- Born: 1960 China
- Died: September 10, 2008 (aged 48) Gansu, China
- Cause of death: Execution
- Occupation: School teacher
- Known for: Sexually assaulting 39 girls

= Luo Yanlin =

Chinese serial rapist (executed 2008)

Luo Yanlin (罗彦林) was a Chinese school teacher who was executed for sexually assaulting and raping 39 girls between 1988 and 2006. He was arrested and executed in 2008.

== Crimes ==
Luo worked at three primary schools in Jingning County in northwest China's Gansu province. He would lure the girls into his office under the pretext of tutoring. The victims were between 7 and 14 years of age.
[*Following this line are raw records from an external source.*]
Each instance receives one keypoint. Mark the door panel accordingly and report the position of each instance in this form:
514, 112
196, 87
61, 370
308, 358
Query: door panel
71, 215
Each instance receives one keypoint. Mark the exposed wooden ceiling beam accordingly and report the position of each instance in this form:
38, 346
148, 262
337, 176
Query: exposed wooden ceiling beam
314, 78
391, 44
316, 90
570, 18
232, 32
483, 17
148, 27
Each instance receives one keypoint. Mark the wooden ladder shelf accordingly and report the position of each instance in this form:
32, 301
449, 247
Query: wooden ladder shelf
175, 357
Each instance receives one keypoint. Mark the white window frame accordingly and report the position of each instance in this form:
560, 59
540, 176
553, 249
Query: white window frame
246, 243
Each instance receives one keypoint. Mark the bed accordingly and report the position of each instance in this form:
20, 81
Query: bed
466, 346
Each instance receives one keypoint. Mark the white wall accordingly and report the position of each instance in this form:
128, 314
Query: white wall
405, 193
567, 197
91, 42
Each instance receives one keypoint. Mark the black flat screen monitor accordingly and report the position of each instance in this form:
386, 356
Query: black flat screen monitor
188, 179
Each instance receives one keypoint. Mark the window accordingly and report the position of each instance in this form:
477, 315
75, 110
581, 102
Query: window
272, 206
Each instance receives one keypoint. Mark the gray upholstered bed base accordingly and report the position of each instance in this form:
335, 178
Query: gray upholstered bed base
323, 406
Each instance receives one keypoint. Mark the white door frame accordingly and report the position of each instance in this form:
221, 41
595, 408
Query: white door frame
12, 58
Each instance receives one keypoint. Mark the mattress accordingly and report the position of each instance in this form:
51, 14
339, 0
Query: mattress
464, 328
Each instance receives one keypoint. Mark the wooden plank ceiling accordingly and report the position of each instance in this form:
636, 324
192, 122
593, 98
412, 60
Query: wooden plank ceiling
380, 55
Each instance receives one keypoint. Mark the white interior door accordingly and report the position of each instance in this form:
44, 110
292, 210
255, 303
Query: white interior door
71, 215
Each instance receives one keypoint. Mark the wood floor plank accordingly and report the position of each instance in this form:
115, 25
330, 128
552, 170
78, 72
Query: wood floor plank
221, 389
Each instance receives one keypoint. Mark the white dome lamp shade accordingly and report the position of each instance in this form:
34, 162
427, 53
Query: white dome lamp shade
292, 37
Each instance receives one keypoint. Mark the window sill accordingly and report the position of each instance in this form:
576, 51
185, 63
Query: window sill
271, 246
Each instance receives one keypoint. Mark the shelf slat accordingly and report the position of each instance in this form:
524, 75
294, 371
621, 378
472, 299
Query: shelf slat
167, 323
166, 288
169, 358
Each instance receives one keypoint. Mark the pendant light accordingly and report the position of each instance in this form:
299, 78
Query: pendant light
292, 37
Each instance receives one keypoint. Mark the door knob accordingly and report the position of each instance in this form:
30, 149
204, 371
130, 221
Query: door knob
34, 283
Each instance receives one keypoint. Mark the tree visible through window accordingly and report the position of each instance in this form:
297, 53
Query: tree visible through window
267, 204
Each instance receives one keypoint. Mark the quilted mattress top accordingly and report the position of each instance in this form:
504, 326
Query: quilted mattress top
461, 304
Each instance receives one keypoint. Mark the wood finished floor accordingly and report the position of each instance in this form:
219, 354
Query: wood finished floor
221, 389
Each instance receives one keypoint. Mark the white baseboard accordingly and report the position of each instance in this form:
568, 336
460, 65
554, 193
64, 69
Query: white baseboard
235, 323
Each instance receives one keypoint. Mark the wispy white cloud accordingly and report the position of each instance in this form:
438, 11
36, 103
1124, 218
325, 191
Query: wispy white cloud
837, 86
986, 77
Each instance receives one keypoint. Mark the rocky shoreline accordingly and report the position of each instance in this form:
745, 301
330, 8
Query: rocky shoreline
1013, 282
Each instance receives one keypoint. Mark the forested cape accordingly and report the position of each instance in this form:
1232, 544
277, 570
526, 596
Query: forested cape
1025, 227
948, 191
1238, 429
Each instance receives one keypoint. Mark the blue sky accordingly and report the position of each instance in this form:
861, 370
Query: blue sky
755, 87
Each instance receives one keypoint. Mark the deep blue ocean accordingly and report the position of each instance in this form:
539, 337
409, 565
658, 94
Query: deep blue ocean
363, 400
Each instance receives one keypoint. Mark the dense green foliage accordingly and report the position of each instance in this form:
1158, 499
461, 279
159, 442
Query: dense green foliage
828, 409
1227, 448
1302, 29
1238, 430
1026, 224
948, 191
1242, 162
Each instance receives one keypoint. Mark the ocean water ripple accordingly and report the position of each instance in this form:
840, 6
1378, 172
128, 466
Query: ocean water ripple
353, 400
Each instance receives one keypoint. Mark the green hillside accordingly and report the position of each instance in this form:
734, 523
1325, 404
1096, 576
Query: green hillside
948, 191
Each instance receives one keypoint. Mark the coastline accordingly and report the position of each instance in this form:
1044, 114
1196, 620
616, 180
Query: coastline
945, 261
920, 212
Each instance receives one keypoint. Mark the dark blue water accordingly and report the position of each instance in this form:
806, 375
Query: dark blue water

Luo was arrested in 2006 when several former victims informed the police about his crimes. Investigators found that at least 26 girls had been raped. The official number of assault victims was deemed to be 39, but the actual number was probably higher due to some victims not wanting to give evidence. Luo raped one girl repeatedly through six years of her primary schooling. He raped another victim more than 10 times when she was 12 years old.

One girl Han Mou (韩某) reported Luo to the police, saying that Luo raped her dozens of times on the pretext of explaining homework. Another girl Zhang Mou (张某) confirmed that Luo repeatedly raped and molested Han and that both Zhang and Han were 12 years old at the time.

== Arrest and execution ==
At the time of his arrest, Luo was a school principal. He went on trial after confessing to all of the crimes and was sentenced to death on July 4, 2007. According to the court, "Luo's crimes have seriously harmed the young girls' mental and physical health, disturbed normal teaching and had an extremely negative impact on society."

Luo was executed in Gansu province on September 10, 2008.